Outbound webhooks let Atoll notify external systems when work changes.
Use cases
- Notify a deployment system when an issue is marked done.
- Send task changes into a data warehouse.
- Trigger internal automation on assignment or priority changes.
- Mirror updates into Slack, Discord, or another project system.
Create a webhook
atoll webhook create --url https://example.com/atoll-webhook --events issue.created,issue.updated
Or use the API:
{
"url": "https://example.com/atoll-webhook",
"events": ["issue.created", "issue.updated"],
"enabled": true
}
The create response includes a secret. Store it immediately; it is shown only once. Atoll signs deliveries in the X-Atoll-Signature header as sha256=<hmac>, where the HMAC-SHA256 key is the SHA-256 hex digest of that secret and the message is the exact raw request body.
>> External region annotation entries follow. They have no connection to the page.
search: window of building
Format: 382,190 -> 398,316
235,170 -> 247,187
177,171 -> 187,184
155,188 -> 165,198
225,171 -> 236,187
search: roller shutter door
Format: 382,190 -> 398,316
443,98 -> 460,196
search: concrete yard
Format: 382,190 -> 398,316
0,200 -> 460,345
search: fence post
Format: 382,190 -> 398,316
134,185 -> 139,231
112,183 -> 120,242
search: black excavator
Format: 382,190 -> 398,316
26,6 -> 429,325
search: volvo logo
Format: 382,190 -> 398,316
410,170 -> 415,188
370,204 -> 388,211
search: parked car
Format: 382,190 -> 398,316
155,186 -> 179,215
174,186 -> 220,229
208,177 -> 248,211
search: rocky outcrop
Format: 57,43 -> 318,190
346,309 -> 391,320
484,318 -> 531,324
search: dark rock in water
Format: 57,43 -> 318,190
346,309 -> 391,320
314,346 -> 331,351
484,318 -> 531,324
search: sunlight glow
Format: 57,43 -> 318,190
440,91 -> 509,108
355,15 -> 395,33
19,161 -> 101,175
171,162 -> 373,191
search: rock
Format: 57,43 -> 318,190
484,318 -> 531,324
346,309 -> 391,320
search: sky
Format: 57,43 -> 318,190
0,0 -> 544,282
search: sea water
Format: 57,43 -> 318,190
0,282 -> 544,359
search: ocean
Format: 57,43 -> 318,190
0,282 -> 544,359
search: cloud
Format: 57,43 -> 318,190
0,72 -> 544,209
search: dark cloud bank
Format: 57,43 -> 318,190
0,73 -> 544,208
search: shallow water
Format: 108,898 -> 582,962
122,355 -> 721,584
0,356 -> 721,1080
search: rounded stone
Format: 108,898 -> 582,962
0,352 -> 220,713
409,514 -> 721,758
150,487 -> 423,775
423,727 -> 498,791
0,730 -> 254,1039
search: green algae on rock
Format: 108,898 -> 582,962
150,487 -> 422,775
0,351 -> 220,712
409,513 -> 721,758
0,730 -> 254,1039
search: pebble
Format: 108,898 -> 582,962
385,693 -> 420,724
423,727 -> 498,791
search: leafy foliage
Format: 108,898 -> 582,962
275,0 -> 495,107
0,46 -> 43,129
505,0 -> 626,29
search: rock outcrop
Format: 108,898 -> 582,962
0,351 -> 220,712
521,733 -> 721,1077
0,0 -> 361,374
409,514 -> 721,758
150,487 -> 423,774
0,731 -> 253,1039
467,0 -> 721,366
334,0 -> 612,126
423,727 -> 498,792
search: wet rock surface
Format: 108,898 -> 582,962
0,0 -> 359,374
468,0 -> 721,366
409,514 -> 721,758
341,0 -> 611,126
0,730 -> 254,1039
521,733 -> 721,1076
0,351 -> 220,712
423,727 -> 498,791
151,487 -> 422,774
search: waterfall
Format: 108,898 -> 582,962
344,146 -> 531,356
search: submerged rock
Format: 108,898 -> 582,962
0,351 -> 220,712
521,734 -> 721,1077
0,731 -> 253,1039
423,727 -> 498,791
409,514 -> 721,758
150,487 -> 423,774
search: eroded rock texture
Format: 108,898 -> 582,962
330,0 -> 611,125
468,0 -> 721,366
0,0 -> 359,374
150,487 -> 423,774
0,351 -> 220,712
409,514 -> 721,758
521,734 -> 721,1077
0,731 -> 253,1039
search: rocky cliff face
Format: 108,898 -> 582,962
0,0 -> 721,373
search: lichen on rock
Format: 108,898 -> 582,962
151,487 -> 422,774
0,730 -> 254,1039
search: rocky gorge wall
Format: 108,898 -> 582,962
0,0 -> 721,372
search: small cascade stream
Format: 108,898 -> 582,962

Each delivery also includes X-Atoll-Delivery-Id for receiver-side deduplication.
Inspect deliveries
GET /api/webhooks/{id}/deliveries
Delivery history keeps the recent payloads, outcomes, retry status, and next retry time needed for debugging. Atoll retries network failures and 5xx responses after 5s and 30s immediately; longer retries are recorded as retry_pending and drained by a 15-minute internal cron.
Redeliver
POST /api/webhooks/{id}/redeliver/{deliveryId}
Use redelivery after the receiving endpoint has been fixed.
Test
POST /api/webhooks/{id}/test
The test route sends a ping event to confirm the receiver is reachable.
Webhook URLs must use HTTPS DNS hostnames. IP literals, localhost, and .local hosts are rejected, private or otherwise non-public DNS results are blocked at delivery time, and redirects are not followed.